Pães, ruído e desrespeito

Exaustores da Casa de Pães Le Blé, em Higienópolis, São Paulo. Dez2019.
Exaustores da Casa de Pães Le Blé, em Higienópolis, São Paulo. Dez2019.
Ruído de padaria chique causa revolta no bairro de Higienópolis, São Paulo. Mercado mostra sua pior face.

O mercado a cada dia é mais onipresente na vida moderna. Não é diferente em São Paulo. Com sua grandeza e seu dinamismo, a cidade é um prato cheio.

Nos últimos tempos, espocaram por ela diversos cafés e padarias gourmet. Estão em toda parte, ajudando a redefinir a paisagem urbana e os hábitos gastronômicos. São símbolos de modernidade, que ganham novos significados e funções.

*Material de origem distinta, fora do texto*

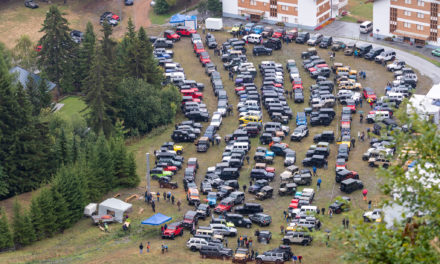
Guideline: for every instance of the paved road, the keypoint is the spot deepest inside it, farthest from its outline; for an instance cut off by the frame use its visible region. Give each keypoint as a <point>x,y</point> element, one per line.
<point>425,67</point>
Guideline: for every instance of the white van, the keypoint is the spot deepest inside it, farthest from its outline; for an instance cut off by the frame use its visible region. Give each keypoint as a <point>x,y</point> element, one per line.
<point>241,146</point>
<point>253,38</point>
<point>366,27</point>
<point>309,209</point>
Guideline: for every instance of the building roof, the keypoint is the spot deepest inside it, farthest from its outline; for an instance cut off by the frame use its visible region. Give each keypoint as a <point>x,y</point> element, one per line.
<point>116,204</point>
<point>22,76</point>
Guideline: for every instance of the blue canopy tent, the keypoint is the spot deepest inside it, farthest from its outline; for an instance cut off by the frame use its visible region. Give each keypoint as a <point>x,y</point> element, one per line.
<point>189,21</point>
<point>156,219</point>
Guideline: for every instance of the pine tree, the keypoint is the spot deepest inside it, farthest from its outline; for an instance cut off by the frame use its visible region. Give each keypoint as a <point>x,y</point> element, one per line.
<point>69,182</point>
<point>98,98</point>
<point>46,204</point>
<point>6,241</point>
<point>60,210</point>
<point>63,151</point>
<point>23,233</point>
<point>36,219</point>
<point>86,54</point>
<point>57,46</point>
<point>151,72</point>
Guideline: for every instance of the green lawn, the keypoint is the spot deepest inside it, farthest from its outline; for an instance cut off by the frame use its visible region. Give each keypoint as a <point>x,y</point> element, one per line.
<point>73,105</point>
<point>158,19</point>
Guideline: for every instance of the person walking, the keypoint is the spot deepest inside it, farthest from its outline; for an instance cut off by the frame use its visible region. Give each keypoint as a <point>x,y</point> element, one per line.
<point>364,193</point>
<point>153,206</point>
<point>141,248</point>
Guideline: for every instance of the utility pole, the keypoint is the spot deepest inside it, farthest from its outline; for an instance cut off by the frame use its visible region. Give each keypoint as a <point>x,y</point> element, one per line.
<point>147,175</point>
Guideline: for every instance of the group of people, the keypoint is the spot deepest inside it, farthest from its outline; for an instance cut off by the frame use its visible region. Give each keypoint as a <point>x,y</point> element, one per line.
<point>167,196</point>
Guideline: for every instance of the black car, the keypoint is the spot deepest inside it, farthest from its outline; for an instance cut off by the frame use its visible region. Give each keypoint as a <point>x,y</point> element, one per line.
<point>326,42</point>
<point>238,220</point>
<point>30,4</point>
<point>261,50</point>
<point>256,187</point>
<point>351,185</point>
<point>248,208</point>
<point>302,37</point>
<point>215,252</point>
<point>203,211</point>
<point>261,219</point>
<point>273,43</point>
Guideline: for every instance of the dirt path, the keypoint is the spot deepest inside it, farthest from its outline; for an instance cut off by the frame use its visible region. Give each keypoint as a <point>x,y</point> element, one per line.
<point>141,9</point>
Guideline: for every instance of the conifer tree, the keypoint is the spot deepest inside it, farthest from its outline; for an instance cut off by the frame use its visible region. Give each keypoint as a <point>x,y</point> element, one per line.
<point>5,232</point>
<point>23,233</point>
<point>57,46</point>
<point>98,98</point>
<point>60,210</point>
<point>36,218</point>
<point>86,53</point>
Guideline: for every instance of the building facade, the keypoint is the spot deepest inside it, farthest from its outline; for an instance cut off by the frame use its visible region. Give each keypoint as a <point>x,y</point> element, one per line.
<point>412,21</point>
<point>298,13</point>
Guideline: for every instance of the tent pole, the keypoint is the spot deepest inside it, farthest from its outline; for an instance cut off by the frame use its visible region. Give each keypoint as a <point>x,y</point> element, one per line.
<point>148,173</point>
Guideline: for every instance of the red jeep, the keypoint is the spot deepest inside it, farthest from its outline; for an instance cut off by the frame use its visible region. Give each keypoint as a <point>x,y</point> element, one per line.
<point>193,92</point>
<point>185,31</point>
<point>198,48</point>
<point>369,94</point>
<point>173,230</point>
<point>170,35</point>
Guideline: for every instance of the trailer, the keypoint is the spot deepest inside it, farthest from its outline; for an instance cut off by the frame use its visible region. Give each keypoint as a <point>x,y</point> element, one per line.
<point>214,24</point>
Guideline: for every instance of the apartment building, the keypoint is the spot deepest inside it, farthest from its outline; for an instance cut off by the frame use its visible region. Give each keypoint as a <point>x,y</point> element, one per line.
<point>298,13</point>
<point>412,21</point>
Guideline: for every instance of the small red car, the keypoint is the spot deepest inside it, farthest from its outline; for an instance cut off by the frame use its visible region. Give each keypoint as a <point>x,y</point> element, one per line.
<point>198,48</point>
<point>204,58</point>
<point>185,31</point>
<point>294,203</point>
<point>170,35</point>
<point>173,230</point>
<point>369,94</point>
<point>279,33</point>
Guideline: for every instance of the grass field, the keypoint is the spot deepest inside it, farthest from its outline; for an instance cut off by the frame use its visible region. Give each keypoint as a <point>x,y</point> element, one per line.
<point>85,243</point>
<point>358,10</point>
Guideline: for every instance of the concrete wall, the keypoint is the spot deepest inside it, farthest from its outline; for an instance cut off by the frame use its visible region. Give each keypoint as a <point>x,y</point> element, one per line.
<point>381,17</point>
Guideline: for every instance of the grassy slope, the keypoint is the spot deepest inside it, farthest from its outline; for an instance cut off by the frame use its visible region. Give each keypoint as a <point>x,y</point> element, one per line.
<point>86,244</point>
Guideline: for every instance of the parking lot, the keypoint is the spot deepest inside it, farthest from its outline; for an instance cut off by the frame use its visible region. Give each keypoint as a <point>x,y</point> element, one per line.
<point>376,78</point>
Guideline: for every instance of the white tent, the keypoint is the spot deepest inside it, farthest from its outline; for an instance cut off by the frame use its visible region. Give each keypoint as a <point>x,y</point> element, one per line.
<point>114,207</point>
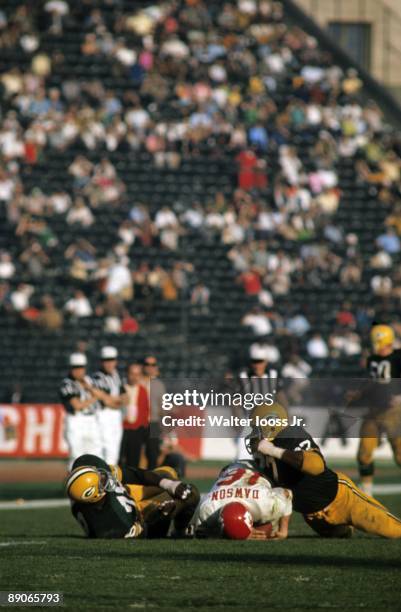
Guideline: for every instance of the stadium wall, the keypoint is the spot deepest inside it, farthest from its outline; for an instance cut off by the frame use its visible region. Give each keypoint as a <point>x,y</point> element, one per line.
<point>384,19</point>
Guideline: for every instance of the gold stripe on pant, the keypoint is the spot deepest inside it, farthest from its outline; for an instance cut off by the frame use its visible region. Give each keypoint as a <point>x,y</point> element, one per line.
<point>353,507</point>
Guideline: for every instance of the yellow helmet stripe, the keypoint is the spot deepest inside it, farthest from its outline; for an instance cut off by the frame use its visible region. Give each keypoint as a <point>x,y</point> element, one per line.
<point>77,473</point>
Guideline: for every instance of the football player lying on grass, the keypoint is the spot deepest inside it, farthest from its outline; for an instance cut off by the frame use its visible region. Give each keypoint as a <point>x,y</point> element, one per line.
<point>331,503</point>
<point>242,505</point>
<point>110,502</point>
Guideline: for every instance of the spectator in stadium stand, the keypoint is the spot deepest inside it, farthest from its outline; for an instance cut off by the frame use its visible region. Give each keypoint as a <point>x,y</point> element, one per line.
<point>136,417</point>
<point>317,347</point>
<point>389,241</point>
<point>80,400</point>
<point>78,306</point>
<point>259,321</point>
<point>156,390</point>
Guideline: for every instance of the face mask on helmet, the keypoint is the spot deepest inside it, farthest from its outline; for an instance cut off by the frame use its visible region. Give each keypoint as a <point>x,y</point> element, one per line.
<point>267,422</point>
<point>236,521</point>
<point>108,481</point>
<point>88,484</point>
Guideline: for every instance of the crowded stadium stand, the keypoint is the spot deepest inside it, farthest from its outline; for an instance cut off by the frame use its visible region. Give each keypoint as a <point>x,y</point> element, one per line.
<point>190,179</point>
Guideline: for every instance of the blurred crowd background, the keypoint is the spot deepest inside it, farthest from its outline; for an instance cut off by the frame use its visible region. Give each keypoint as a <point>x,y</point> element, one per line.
<point>199,178</point>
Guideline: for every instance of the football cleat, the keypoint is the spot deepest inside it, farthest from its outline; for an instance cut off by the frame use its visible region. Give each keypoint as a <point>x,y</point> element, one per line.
<point>87,484</point>
<point>236,521</point>
<point>381,337</point>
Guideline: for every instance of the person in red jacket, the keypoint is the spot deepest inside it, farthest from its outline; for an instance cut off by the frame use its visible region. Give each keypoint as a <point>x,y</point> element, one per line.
<point>136,419</point>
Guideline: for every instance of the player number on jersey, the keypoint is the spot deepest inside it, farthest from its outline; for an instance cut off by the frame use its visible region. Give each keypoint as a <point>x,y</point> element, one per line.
<point>304,445</point>
<point>381,369</point>
<point>127,503</point>
<point>236,475</point>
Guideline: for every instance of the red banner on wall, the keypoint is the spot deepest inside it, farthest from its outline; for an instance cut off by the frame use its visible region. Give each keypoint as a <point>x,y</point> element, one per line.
<point>32,430</point>
<point>36,431</point>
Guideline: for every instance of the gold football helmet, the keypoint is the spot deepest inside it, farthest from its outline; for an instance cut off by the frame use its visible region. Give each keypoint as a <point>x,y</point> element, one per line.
<point>381,336</point>
<point>266,422</point>
<point>87,484</point>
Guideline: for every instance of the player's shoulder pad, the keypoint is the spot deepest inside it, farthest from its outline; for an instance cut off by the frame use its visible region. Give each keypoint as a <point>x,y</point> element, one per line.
<point>92,460</point>
<point>292,437</point>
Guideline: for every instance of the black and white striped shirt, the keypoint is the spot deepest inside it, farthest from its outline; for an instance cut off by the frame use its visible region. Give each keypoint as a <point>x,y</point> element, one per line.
<point>268,383</point>
<point>110,383</point>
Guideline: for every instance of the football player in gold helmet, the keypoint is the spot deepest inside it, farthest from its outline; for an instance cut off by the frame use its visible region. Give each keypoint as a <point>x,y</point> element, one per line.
<point>329,501</point>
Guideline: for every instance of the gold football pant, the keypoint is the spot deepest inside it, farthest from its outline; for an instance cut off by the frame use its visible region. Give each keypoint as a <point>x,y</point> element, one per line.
<point>351,507</point>
<point>389,422</point>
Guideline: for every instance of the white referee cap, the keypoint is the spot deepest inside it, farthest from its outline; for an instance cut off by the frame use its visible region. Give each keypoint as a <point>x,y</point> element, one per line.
<point>78,360</point>
<point>108,352</point>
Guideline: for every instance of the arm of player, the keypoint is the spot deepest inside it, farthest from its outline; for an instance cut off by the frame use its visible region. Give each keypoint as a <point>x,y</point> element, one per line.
<point>310,461</point>
<point>176,488</point>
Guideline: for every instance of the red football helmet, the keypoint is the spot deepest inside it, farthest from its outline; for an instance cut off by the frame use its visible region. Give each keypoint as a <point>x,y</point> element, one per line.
<point>236,521</point>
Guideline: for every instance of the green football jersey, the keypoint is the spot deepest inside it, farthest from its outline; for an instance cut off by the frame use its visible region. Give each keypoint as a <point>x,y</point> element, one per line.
<point>111,517</point>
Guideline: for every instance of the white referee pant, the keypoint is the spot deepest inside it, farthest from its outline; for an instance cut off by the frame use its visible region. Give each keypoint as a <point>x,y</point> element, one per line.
<point>82,434</point>
<point>111,432</point>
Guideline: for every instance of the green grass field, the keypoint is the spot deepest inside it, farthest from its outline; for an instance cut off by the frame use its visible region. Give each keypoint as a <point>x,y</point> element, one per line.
<point>43,549</point>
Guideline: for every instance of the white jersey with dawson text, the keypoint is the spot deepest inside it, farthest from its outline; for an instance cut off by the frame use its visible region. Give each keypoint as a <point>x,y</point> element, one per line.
<point>241,482</point>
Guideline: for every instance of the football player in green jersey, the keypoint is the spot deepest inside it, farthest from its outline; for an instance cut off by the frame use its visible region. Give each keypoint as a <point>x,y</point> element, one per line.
<point>110,502</point>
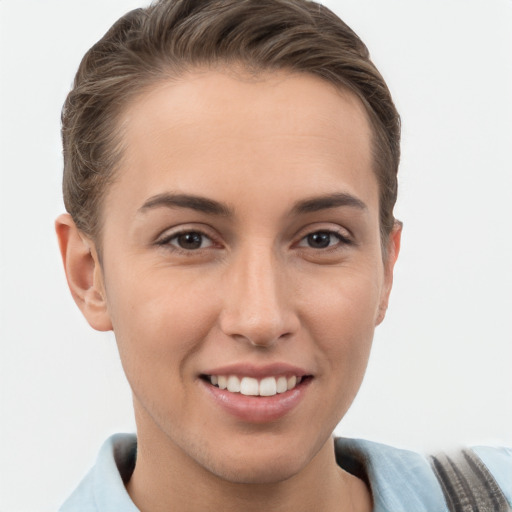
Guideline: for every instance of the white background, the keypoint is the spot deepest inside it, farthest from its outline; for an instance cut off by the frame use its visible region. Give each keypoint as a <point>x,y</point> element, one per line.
<point>440,372</point>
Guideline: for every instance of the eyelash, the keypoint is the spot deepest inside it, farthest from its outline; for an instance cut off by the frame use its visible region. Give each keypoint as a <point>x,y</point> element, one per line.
<point>343,240</point>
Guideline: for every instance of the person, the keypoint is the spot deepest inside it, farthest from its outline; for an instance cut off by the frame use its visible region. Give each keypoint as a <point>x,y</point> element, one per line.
<point>230,174</point>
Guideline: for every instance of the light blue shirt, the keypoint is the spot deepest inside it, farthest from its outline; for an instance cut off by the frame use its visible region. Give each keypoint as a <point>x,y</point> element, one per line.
<point>400,480</point>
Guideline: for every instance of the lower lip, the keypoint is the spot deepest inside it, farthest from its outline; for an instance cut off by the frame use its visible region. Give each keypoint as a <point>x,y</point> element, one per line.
<point>258,409</point>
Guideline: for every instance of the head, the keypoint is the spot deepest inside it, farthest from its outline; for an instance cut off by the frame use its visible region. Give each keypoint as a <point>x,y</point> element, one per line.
<point>230,178</point>
<point>170,38</point>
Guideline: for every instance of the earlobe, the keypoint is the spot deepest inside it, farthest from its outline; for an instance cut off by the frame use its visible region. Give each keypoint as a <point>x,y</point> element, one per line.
<point>392,251</point>
<point>83,273</point>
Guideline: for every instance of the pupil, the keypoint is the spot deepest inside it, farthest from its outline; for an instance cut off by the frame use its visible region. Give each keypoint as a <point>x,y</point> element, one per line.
<point>190,240</point>
<point>319,240</point>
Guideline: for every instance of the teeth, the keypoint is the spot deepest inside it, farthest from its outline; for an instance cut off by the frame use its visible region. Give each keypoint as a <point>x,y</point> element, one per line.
<point>249,386</point>
<point>282,385</point>
<point>233,384</point>
<point>222,382</point>
<point>268,386</point>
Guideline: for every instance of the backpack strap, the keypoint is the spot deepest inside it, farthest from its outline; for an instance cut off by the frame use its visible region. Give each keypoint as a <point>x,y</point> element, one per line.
<point>467,484</point>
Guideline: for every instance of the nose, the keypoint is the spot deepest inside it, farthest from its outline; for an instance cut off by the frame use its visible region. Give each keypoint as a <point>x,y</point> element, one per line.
<point>258,305</point>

Um desses templos da panificação abriu as portas recentemente em Higienópolis, bairro chique, de alto poder aquisitivo e bastante adensado. Fincou-se ali, espremido entre edifícios residenciais.

O empreendimento atende pelo nome de “Le Blé – Casa de Pães” e consta que integra uma rede espalhada pela cidade. Apresenta-se como “restaurante francês moderno”. Parece coisa fina.

Por falha de planejamento, incúria ou desleixo, não prestaram a devida atenção ao entorno. Ocuparam um prédio de quatro andares e instalaram os exaustores no teto, a céu aberto.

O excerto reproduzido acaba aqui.